Maintaining commit log such as in git, each node machine will record a commit log for each transaction. So before updating entry in machine A, we have to go through commit log first. A separate software will process all the commit logs and recover if an operations fails since we can look at the commit log.

Consistency models define the degree of data consistency.
Some of consistency models are:
Strong Consistency: Any read operation return a value corresponding to the result of the most updated write data item. A user never gets outdated data.
Weak Consistency: When a user performs read operation then may not see the most updated data value.
Eventual Consistency: This is a specific form of weak consistency and when provided enough time all the updates are propagated and all available replicas are consistent.
Among all the consistency models why Strong Consistency is not the ideal?
Strong consistency is achieved by forcing a replica not to accept new reads/writes until every replica has agreed on current write. Strong Consistency is not ideal for highly available systems as it blocks new operations. Most popular databases such as Cassandra and Dynamo adopt eventual consistency. Eventual consistency will allow inconsistent values to enter the system in case of concurrent writes and will force the client to read values to reconcile. Usually reconciliation works with versioning to avoid such conflicts.
 

Failure Handling

In order to resolve failure one should first be able to detect failures. Using multicasting one gets to know whether a server is down or not but it becomes inefficient when many servers are in the system. So a better solution would be to use decentralized failure detection methods like gossip protocol where each node maintains a node membership list containing the id of all the members and heartbeat counters. Each node will periodically send heartbeat to a set of random nodes and which in turn propagate to another set of nodes. Once node receives heartbeat, membership list is updated to the latest info. If heartbeat has not reached for more than predefined periods then member is considered as offline. 
Once the failures have been detected it now time for handling them. If one of the nodes become unavailable due to network failure then other healthy servers will process requests (reads, writes) temporarily. When the server is restored back changes will be pushed back to achieve data consistency. This whole process is known as hinted handoff and is usually used to handle temporary failures. What if replica becomes permanently unavailable? We’ll use an anti-entropy protocol to keep replicas in sync. Anti-entropy involves comparing each piece of data on replicas and updating each replica to the newest version. A Merkle tree is used for inconsistency detection and minimizing amount of data transferred. What if data center goes down? In this case instead of having all the servers in one location it is better to have servers distributed across multiple data centers as earlier mentioned.
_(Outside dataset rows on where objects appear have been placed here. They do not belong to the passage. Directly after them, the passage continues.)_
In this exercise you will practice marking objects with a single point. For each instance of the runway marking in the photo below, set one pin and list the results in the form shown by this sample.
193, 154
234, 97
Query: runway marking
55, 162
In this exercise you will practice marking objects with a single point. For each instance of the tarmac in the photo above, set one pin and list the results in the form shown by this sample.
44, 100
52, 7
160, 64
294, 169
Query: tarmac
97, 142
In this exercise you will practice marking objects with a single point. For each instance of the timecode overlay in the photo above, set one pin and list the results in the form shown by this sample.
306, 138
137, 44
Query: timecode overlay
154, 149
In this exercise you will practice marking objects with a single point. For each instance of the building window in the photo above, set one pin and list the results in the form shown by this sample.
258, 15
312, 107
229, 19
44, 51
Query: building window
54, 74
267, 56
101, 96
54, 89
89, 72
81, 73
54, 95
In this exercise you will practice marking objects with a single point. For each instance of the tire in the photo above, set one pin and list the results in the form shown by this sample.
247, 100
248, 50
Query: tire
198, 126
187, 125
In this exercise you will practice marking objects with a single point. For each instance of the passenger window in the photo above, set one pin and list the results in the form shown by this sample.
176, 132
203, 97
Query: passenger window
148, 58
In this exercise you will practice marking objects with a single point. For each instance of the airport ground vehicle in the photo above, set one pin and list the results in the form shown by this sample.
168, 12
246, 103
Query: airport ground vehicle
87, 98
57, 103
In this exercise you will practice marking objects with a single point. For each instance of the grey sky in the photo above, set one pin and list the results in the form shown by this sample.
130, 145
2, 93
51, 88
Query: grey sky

Client communicates with key-value store API endpoints : get(key) and put(key,value). Coordinator node acts as a proxy between client and the key value store. Nodes are distributed in a ring using consistent hashing. Data is replicated at multiple nodes. There will not be any single point of failute as every node has same responsibilities. Tasks performed by each node include: Failure detection, conflict resolution, replication, detection and resolution, etc.

Write and Read Paths
Cassandra use-case after a write request is directed to a specific node then write request is persisted inside commit log file. Data is saved inside in memory cache. If the cache is full or reaches its threshold value then data is flushed into sorted string table (SS Table). More info on SS Table
After a read request is directed to a specific node, it first checks if data is present in in-memory cache or not. If present, data is returned to the client. 
If data is not present in memory, it will be retrieved from the disk. Bloom filter is used to fetch data from SS Tables efficiently.